Passaic City officials and the director of a Jewish ambulance service are addressing new tensions that have erupted following a clash with police who attempted to tow an ambulance this week. On Sunday, resident David Kaplan, 25, who founded the local branch of Hatzolah, an international ambulance corps staffed by volunteers in many Orthodox Jewish neighborhoods, confronted police who had ticketed an ambulance parked the wrong way on Reid Avenue. The site is around the corner from Hatzolah headquarters at 243 Van Houten Ave. A group of people congregated in front of the ambulance about 11 a.m. as five police cars and a tow truck arrived at the scene, Kaplan said. The tow-truck operator was unable to move the ambulance because of its size, he said.
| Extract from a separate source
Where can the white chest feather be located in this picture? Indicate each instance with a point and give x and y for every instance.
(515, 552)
Hah. Whaddya wanna bet the cops called the tow truck guy to the scene and the tow truck guy made up some excuse so he wouldn't have to tow a freaking ambulance, because people need ambulances to not die.
Mayor Samuel Rivera said he was on the scene Sunday and thought the ambulance volunteers acted "belligerently" and that perhaps police responded too harshly.
I'd be belligerent too, if someone was trying to tow my piece of vital lifesaving equipment. And, perhaps, the police responded too harshly? If the cops would have summarily executed everyone at the scene and set the ambulance on fire as a warning to others, that would have been way out of line, but just confiscating a volunteer medical unit is, maybe, a little too harsh. Depending on your perspective, of course.
"They were going to be towed because they were parked in a dangerous position," Rivera said.
That dangerous position: parked the wrong way on a one way street, which is something everybody does, even people not driving emergency response vehicles.
Rivera said he met Monday with Kaplan and Paton to try to resolve friction between police and the volunteers. "I'm trying to work with them. My goal is for them to work with our [the city's] EMS," Rivera said, adding that part of the frustration with Hatzolah goes back more than two years.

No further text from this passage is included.